The Canadian Coalition for Good Governance has released its annual best practices guide for proxy disclosure and recognized three companies specifically for their efforts to provide transparent information to shareholders.
As part of its “2011 Best Practices for Proxy Disclosure” report, the CCGG named its Governance Gavel Award winners, which were presented in August to CN Rail, TD Bank Financial Group, and Manitoba Telecom Services Inc.
CN Rail took the award for best disclosure of board governance practices and director qualifications, while TD Bank Financial Group got the nod for best disclosure of approach to executive compensation. MTS received special recognition for best disclosure of governance practices and approach to executive compensation by a small or mid-sized issuer. In determining the winners, the CCGG considers elements of governance practices as well as director and executive compensation disclosure.
The winners, along with examples of other companies that offer best practices, are referenced in the CCGG’s annual review. It references a number of real-world examples of corporate governance disclosure provisions that the CCGG views as exemplary on topics such as majority voting, director nominee profiles, director independence, say on pay, and oversight of strategic planning and risk management.
“This is a highly-requested publication,” says Stephen Erlichman, executive director of the CCGG. “We had a lot of people calling us before we even published it — people want to know when it’s coming out. We had over 250 web site hits the first two days it was available which is a big number for any document we publish.”
The goal of the report is to illustrate what should be expected from issuer disclosure. Throughout the year, the CCGG staff go through proxy material and annual reports looking for best practices. The board makes final selections for the Gavel Awards, which were established in 2005.
“The idea is to provide good guidance to other public companies when they are trying to make disclosure in a similar area,” he says. “We just try to show people what is good and hopefully the other companies will try and do something to improve their material as well.”
The CCGG’s director of research, Tony D’Onofrio, presented the awards in August at the annual corporate governance conference in Quebec City, hosted by the Canadian Society of Corporate Secretaries.

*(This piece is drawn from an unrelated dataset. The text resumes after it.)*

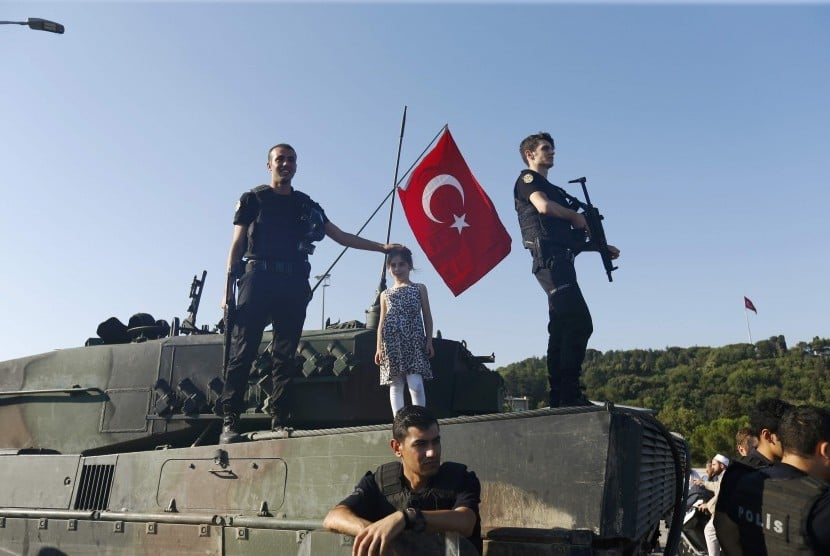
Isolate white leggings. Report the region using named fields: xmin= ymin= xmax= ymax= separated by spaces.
xmin=389 ymin=373 xmax=427 ymax=417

“CNR is one of several governance leaders in Canada, substantially meeting all of CCGG’s guidelines outlined in our ‘Building High Performance Boards’ publication,” said D’Onofrio. “Along with maintaining separate chair and CEO roles and a majority voting policy, CNR offered its shareholders a ‘say on pay’ advisory vote as part of a broader shareholder engagement strategy.”
CNR also clearly disclosed its governance practices in the proxy circular, highlighting them in bullet points and summary text boxes.

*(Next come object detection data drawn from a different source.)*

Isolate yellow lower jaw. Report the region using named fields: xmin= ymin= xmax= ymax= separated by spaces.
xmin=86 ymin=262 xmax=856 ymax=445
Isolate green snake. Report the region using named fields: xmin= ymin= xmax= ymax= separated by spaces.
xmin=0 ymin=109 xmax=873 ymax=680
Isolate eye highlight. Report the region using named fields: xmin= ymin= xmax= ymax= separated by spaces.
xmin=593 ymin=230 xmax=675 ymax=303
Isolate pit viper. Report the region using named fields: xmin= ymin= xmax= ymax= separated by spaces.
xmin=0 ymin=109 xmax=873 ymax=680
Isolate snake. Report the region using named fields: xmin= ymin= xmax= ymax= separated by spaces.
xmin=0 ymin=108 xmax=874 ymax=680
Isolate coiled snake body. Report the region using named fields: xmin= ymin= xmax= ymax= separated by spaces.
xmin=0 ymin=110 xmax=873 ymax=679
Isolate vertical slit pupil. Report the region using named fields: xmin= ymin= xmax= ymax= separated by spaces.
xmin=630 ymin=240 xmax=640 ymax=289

“We felt that they provided ample disclosure on director backgrounds and qualifications, including a skills matrix and full details on the company’s continuing education programs. Overall, the circular was written and formatted in a way that was easy to read and understand,” said D’Onofrio.
TD Bank was recognized for its compensation discussion and analysis portion of its proxy circular, which the CCGG says thoroughly explained the design of its compensation plan.

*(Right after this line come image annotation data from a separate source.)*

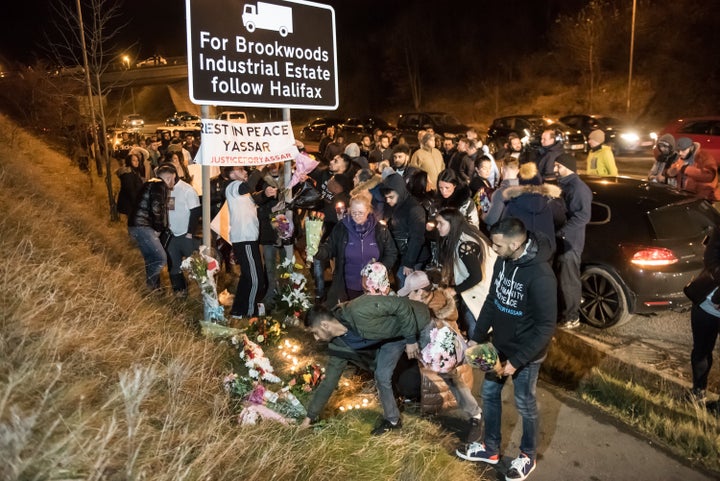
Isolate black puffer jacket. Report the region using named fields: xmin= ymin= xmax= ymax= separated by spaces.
xmin=128 ymin=179 xmax=170 ymax=232
xmin=381 ymin=174 xmax=430 ymax=268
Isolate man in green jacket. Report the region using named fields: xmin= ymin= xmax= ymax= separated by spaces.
xmin=302 ymin=294 xmax=430 ymax=435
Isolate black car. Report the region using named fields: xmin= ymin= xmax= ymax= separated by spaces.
xmin=165 ymin=110 xmax=200 ymax=127
xmin=396 ymin=112 xmax=470 ymax=146
xmin=580 ymin=176 xmax=720 ymax=328
xmin=560 ymin=114 xmax=657 ymax=154
xmin=340 ymin=115 xmax=394 ymax=143
xmin=300 ymin=117 xmax=343 ymax=141
xmin=485 ymin=115 xmax=587 ymax=154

“It disclosed the linkages between their strategic objectives, compensation principles, and performance indicators, as well as the resulting executive compensation,” said D’Onofrio.
TD also disclosed its approach to risk management and provided a specific report on risk and related links to executive compensation. The proxy circular included a “plain-language letter” from the chairperson of the human resources committee discussing the bank’s approach to compensation and explaining their reasons for reducing the formula-based bonus amount in 2010.
“Their disclosure clearly demonstrated the board’s ownership of the bank’s compensation plan,” said D’Onofrio. TD’s includes a “look-back table,” which shows the grant date values of the CEO’s compensation for each year of his tenure and the actual value of that compensation as of the most recent year-end. The table also compares the actual compensation the CEO received to the value of a $100 shareholder investment in each of those years.”
“This is about trying to make it understandable to the reader, not only in what the words mean, but link it in some way to the shareholder promise. Executive compensation is always going to be an important disclosure area — it was in previous years and will be in the future. We’re always trying to get good disclosure that is understandable and based on sound principles,” says Erlichman.
MTS provides one-page director nominee profiles, which allow shareholders to learn detailed information about their representatives on the board and to compare directors across a range of fields. The director biographies provide for disclosure of share and option ownership, interlocks, experience, the previous year’s voting results, and other useful information for shareholders.